The crystalline form of thiamethoxam in the present invention can be formulated and composed of insecticide compositions using techniques known in the art. The summary is as follows: The liquid can be added to an emulsion, paste or wettable powder ( Spray powder, disperse oil) to prepare. In the preparation of emulsions, pastes or dispersing oils, in order to make the active ingredient or the active ingredient dissolved in oil or solvent can be evenly dissolved in water, wetting agent, thickener, dispersant or emulsifier can be added during stirring. However, it is also possible to prepare concentrates composed of active substances, wetting agents, tackifiers, dispersants or emulsifiers and appropriate amounts of solvents or oils, and this concentrate is also suitable for dilution with water.

When preparing ready-made preparations, the active compound concentration can be varied within a relatively wide range. Generally, a suitable concentration weight percentage range is 0.0001 to 10%, preferably 0.01 to 1%.

The following are examples of different formulations of the thiamethoxam product of the present invention.

1. The product applied to the leaf surface after dilution with water can be prepared as follows. The formulation can also be used for seed dressing, and whether it is diluted for seed treatment purposes.

A) Aqueous solution (SL, LS)

By weight, 10 parts of active compound are dissolved in 90 parts of water or a water-soluble solvent. Wetting agents or other additives can be added. After dilution with water, the active compound is dissolved to obtain a formulation containing 10% (w/w) active compound.

B)Water-dispersible emulsion (IDC)

Based on the total amount, 20 parts of active compound are dissolved in 70 parts of cyclohexanone, and then 10 parts of dispersant, such as polyvinylpyrrolidone, are added. Dilute with water to a dispersion to obtain a formulation containing 20% (w/w) active compound.

C) Emulsion (EC)

By weight, 15 parts of the active compound are dissolved in 80 parts of xylene, and then calcium dodecylbenzenesulfonate and castor oil ethoxylate (5 parts by weight) are added.
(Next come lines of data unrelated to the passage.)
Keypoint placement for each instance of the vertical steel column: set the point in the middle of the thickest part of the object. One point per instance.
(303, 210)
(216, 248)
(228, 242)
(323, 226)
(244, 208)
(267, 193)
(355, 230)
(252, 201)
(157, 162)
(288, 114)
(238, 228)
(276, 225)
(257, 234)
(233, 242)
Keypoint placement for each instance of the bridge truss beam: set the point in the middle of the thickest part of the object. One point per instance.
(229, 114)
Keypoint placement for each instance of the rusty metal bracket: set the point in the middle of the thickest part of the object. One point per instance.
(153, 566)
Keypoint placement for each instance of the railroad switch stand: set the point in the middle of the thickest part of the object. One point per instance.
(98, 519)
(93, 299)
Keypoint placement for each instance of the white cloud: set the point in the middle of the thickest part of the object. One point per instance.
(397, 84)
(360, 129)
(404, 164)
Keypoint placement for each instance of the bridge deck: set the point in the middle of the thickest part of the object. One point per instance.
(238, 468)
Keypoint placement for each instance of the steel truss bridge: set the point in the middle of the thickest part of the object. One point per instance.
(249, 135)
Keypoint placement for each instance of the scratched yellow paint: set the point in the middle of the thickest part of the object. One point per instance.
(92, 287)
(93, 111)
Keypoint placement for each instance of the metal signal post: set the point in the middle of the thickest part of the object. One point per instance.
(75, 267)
Dilute into an emulsion with water to obtain a formulation containing 15% (w/w) active compound.

D) Emulsion (EW, EO, ES)

By weight, 25 parts of the compound was dissolved in 35 parts of xylene, and then calcium dodecylbenzenesulfonate and castor oil ethoxylate (5 parts by weight) were added. The mixture is added to 30 parts by weight of water using an emulsifier (such as Ultraturrax) to form a homogeneous emulsion. Dilute into an emulsion with water to obtain a formulation containing 25% (w/w) active compound.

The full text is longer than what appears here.